You can take a look at it here:
https://github.com/scaryguy/jwthumbs
Usage
Instantiate your video file:
movie = Jwthumbs::Movie.new("YOUR_VIDEO.mp4")
Jwthumbs::Movie.new accepts second parameter as a options hash. You can configure several stuff at the same time you instantiate your video like this:
movie = Jwthumbs::Movie.new("YOUR_VIDEO.mp4", seconds_between: 60, sprite_name: "my_sprite_name.jpg")
or after you instentiated your video, you can use Jwthumbs::Movie file to configure things:
movie = Jwthumbs::Movie.new("YOUR_VIDEO.mp4")
movie.seconds_between = 60
movie.sprite_name = "my_sprite_name.jpg"
and then to create your thumbnails and .VTT file just run this command.
movie.create_thumbs!
I know this is already a few years old but I had the same problem and found a command line tool which generates sprites pretty fast and since 1.0.6 supports WebVTT creation out of the box. The name is mt and you can check it here.

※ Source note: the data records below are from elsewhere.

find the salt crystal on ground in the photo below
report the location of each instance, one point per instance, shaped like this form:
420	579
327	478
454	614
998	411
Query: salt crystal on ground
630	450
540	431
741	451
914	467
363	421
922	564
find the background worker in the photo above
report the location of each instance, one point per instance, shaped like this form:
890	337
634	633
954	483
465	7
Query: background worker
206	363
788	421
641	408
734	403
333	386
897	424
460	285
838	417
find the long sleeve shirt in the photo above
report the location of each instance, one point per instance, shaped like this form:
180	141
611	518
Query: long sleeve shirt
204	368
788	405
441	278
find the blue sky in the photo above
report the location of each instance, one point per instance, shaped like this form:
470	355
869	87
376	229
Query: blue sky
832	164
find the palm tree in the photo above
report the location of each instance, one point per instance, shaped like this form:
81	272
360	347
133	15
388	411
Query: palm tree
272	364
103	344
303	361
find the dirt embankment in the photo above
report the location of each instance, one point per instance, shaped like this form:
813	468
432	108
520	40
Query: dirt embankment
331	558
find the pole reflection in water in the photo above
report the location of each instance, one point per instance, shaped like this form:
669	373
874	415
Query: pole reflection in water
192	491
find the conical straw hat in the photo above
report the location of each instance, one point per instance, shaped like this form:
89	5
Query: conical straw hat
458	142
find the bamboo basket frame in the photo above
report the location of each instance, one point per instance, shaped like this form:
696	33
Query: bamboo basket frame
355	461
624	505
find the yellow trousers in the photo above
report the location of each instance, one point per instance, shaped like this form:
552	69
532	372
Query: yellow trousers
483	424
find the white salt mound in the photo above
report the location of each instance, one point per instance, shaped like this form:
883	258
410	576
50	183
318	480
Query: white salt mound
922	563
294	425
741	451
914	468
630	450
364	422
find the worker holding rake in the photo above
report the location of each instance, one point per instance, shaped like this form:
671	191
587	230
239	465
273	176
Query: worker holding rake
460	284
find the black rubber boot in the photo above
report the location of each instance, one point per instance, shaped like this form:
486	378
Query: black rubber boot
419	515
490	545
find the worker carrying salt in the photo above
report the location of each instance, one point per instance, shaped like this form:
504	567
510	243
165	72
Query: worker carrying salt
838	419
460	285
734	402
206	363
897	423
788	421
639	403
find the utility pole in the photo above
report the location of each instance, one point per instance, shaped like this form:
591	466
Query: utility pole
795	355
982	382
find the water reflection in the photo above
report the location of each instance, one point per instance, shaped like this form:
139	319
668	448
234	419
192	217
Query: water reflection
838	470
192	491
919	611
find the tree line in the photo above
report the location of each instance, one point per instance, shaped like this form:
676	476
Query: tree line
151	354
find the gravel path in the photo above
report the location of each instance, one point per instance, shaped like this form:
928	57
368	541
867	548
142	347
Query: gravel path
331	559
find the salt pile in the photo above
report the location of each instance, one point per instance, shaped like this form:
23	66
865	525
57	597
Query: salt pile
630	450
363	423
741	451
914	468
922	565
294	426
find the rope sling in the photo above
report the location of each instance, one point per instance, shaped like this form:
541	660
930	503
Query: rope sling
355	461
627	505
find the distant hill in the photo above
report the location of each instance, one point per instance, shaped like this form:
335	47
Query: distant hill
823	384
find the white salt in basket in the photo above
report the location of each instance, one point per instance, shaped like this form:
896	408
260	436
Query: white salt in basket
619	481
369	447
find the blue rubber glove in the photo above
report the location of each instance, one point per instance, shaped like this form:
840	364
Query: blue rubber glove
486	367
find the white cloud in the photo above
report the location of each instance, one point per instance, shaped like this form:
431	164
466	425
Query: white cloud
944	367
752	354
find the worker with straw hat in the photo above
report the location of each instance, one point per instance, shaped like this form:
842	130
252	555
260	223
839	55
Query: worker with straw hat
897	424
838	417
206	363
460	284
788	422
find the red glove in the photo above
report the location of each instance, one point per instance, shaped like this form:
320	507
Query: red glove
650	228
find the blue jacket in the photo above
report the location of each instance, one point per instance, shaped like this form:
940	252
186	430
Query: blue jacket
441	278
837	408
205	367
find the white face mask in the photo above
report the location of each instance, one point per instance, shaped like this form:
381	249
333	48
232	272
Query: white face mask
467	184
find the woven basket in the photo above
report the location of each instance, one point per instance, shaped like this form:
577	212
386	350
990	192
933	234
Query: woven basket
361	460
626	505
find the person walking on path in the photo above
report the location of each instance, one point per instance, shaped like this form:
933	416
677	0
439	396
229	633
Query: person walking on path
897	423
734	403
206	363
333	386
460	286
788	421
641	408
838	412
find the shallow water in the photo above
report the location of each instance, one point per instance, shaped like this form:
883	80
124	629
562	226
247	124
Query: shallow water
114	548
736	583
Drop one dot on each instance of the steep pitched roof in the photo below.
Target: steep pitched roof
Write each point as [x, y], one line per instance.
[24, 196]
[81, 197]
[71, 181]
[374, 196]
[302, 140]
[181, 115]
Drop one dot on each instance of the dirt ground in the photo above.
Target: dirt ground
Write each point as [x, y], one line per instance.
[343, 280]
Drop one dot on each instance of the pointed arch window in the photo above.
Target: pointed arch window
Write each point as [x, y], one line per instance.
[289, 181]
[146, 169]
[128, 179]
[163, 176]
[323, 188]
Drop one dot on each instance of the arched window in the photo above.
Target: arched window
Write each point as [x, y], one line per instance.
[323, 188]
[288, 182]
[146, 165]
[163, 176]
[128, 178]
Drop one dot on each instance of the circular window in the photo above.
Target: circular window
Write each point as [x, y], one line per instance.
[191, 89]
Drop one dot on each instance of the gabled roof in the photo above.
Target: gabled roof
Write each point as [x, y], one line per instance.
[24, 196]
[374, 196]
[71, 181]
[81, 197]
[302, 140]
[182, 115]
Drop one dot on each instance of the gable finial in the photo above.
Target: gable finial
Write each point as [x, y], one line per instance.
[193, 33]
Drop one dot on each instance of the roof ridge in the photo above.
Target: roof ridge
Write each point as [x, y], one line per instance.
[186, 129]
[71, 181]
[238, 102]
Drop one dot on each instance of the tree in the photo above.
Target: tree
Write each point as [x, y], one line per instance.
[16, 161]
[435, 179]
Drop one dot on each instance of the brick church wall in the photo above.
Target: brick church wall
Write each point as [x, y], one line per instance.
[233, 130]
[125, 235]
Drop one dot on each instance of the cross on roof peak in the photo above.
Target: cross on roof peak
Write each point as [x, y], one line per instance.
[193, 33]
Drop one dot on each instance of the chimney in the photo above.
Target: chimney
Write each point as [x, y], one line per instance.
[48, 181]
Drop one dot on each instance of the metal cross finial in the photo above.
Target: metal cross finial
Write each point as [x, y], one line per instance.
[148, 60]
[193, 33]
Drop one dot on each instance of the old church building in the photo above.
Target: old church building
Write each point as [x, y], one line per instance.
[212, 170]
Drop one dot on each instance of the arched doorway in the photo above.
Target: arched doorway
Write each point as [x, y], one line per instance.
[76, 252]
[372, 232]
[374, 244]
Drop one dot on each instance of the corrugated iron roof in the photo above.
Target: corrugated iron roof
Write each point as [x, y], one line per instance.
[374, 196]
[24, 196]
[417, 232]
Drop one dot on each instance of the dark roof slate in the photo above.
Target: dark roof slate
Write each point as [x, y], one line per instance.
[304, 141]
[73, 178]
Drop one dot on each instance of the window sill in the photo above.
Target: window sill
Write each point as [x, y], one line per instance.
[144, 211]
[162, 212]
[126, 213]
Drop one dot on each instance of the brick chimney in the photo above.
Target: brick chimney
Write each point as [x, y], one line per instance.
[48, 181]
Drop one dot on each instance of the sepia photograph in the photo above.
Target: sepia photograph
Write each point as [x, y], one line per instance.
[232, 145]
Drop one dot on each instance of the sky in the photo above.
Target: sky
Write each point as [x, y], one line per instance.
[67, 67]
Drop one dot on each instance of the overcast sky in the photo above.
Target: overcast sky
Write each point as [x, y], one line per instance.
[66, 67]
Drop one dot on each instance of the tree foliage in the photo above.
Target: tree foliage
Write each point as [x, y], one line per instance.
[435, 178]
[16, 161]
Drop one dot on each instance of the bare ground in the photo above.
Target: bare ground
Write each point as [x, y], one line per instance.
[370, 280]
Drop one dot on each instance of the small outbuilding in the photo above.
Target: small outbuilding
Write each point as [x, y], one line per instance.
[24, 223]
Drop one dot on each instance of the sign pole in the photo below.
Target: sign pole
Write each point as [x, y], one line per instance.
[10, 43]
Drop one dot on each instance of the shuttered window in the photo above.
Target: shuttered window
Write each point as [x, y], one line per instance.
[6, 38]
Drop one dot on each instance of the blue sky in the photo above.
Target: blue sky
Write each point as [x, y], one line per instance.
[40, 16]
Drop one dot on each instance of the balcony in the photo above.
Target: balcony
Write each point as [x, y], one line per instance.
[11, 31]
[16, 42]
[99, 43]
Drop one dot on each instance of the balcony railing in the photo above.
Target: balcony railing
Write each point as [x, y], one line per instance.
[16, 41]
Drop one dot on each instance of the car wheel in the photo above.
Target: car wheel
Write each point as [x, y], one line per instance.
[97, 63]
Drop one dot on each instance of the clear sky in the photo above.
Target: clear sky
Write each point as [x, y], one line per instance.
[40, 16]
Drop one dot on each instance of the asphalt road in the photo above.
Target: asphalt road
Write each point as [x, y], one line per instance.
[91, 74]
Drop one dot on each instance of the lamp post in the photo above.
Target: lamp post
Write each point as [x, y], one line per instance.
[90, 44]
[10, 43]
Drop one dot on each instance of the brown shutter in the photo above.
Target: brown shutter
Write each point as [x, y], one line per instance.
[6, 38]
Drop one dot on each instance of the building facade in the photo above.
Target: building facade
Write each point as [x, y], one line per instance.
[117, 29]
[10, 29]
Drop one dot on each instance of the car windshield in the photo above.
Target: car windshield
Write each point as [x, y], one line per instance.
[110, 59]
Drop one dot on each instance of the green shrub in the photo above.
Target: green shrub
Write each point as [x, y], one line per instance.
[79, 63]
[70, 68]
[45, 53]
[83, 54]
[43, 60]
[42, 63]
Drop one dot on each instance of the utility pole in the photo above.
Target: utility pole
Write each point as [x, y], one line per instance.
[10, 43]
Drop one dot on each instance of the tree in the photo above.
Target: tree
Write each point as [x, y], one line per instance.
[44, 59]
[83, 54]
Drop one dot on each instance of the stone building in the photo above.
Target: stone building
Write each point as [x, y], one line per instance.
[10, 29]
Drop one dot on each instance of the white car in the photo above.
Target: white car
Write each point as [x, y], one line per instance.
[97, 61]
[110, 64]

Quoting from their documentation you can use it like this:
just run mt and provide any video file as args: mt video.avi
Some of the settings can be changed through runtime flags provided
directly to mt for more information just run mt --help
Option 1 :
You can use the encoding.com's API and tell them to export vtt file too
I recommend to read "How can I create time synced thumbnails for use in JW player?" explanation from encoding.com's Knowledge base
Option 2 :
use movie thumbnailer (mtn), this is a command line tools running on UNIX, Windows systems. But you will have to write a custom script to generate the VTT file corresponding
Super fast! Thanks to FFmpeg's libavcodec.
Command line program: canbe used on remote connections to co-location servers, or used in scripts.
Batch mode: recursively search directories for movie files. Run at lower priority (nice 10 on Linux, idle on Windows) by default.
To run at normal priority use -n option.
Thumbnails are group together in one jpeg file and can be saved individually too (-I
option).
Work fine with Unicode filenames in both Linux & Windows
(might need to change the font with -f fontfile).